Note, BTW, that for evolutionary processes to work, it is not needed that all mutations be beneficial, or even a majority. I'll admit deleterious mutations if you'll admit beneficial ones? Deal?
Also BTW, evolution doesn't consider a mutation beneficial or deleterious per se; in many, many cases, it's a function of environment. Drug resistance is benefical and selected for in the presence of antibiotics, and is lost again when this selection pressure is removed; it's just not needed, and weakens or disappears. Another BTW, many mutations are neutral (or close to neutral); some don't even change AA coding (there's redundancy in the codes). This hogwash of the Creationists (and some ID folks) about mutations always being deleterious is simply false.
Cheers,
124 - Arne Langsetmo
Hobart: Flight independently evolved 4 times: reptile to bird, reptile to flying reptile, non-flying mammal to flying mammal, non-flying insect to flying insect.
Glad you acknowledge that.
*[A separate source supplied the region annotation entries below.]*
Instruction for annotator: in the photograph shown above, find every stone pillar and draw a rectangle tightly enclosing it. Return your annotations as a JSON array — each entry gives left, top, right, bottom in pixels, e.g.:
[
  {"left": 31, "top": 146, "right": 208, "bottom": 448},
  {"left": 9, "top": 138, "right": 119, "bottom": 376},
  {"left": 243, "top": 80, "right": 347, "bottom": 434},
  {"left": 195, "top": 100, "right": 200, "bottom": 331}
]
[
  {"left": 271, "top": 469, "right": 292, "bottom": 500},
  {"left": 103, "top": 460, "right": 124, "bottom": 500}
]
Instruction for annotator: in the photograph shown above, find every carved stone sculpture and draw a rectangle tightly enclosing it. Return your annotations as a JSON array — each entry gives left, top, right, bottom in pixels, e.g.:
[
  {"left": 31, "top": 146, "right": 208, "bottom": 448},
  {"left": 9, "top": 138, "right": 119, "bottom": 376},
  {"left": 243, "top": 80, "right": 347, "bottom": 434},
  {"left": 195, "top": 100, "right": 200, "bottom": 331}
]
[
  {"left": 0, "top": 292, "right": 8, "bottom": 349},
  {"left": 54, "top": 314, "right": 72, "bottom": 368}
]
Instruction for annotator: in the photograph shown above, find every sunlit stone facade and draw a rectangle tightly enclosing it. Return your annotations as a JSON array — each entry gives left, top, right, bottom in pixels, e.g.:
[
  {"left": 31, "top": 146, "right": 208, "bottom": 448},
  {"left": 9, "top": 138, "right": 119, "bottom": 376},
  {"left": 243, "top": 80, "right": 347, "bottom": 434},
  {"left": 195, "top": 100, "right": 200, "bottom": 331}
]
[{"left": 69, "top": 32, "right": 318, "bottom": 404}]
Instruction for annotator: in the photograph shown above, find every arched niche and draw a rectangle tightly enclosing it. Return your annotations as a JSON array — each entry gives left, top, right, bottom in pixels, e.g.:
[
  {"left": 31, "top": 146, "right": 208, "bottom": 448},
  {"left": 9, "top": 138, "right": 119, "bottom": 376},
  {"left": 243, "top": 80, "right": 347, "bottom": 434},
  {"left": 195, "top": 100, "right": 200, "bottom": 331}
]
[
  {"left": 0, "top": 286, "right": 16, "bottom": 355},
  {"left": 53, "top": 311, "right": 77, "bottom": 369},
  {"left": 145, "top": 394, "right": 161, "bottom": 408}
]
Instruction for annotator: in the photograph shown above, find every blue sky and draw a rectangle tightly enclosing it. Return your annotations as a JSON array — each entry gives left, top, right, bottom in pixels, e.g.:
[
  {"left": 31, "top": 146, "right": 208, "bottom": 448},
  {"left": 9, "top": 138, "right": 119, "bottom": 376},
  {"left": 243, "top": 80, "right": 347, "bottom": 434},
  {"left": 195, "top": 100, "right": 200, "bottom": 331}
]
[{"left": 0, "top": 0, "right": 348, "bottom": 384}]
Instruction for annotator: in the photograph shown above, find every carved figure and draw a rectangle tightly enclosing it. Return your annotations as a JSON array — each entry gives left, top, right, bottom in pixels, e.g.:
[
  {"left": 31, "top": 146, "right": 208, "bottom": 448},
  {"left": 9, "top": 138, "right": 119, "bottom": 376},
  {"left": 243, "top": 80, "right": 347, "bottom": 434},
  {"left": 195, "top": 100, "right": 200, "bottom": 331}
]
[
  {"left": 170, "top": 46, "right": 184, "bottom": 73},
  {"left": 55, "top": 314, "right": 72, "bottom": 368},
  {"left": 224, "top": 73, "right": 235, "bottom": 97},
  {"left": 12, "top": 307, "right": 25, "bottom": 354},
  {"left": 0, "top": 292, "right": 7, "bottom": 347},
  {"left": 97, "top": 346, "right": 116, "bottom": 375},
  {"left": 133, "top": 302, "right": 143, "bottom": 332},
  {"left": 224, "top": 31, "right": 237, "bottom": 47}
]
Looks like we're getting somewhere. ;-)
Cheers,
125 - Quicksilver
Irreducible complexity: Even assuming a single cell posesses this what does this mean? Just because something is irreducible doesn't mean it is the best way to achieve the result. It only means that it is the simplest way to achieve the result using the same method. It also does not imply that prior to cells there was not a life form *more* complex and less efficient that existed. We're based on cells.... Does this mean they are the only way to construct life? To say so would be thus assuming *you* are God and know all there is about creation of life. So here's the dilema: You either accept the obvious contradiction that you are God or you accept that cells could have *evolved* from something else. Q.E.D
(... and promptly disappears in a puff of...)
Assume that evolution *can't* explain how single cells developed. So? If we can't explain it then it *has* to have come from intelligent design that we can never understand? So the arguement reduces to if we don't understand it now we never can. For the sake of myself and Dad (cured of cancer) I'm sure glad I.D didn't take hold in the past.